Preheat your oven to 475F. In a large mixing bowl, combine the onions, ¼-cup flour, panko and salt and toss to combine. Grease a sheet pan with 1 tablespoon of olive oil and evenly distribute the onion mixture. Bake the onions in the middle of the oven until golden brown, tossing and turning the onions once or twice while they cook, about 30 minutes. Remove from the oven, set aside, and turn the oven down to 375F.
Bring a pot of salted water to a boil. Add the green beans and cook for about 5 minutes, just until al dente. Drain the cooking liquid and add cold water and a few pieces of ice to arrest the cooking. When very cool, drain again and set aside.
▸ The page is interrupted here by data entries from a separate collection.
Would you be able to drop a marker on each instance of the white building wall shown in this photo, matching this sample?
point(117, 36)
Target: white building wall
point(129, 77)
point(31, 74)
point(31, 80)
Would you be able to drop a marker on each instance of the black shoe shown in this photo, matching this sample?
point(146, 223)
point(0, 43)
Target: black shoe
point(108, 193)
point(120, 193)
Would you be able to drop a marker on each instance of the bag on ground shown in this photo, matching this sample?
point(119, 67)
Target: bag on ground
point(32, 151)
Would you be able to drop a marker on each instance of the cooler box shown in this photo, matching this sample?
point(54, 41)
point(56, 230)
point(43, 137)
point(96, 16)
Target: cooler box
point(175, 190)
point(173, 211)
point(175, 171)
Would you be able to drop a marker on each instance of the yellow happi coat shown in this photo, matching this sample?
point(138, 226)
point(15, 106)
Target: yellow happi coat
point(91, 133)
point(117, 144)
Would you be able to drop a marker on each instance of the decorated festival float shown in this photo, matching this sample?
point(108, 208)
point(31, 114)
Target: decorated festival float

In a medium-sized fry pan over medium high heat, melt the butter and 1 tablespoon of olive oil. Add the mushrooms, season with salt and pepper, and cook until water from the mushrooms has evaporated. To the mushrooms, sprinkle 2 tablespoons of flour and cook, stirring constantly until some of the raw flour flavor has cooked off. Add the half-and-half in slowly, mixing constantly to avoid developing lumps of flour. Bring the mixture to a simmer, taste, and season with salt and pepper. Cook until the mixture thickens, about five minutes.
Off heat, stir in the ravioli and the green beans. Pour the mushroom-ravioli mixture into the prepared casserole dish. Top with crispy onions and bake until heated through and golden brown, about 15 to 20 minutes. Serve hot.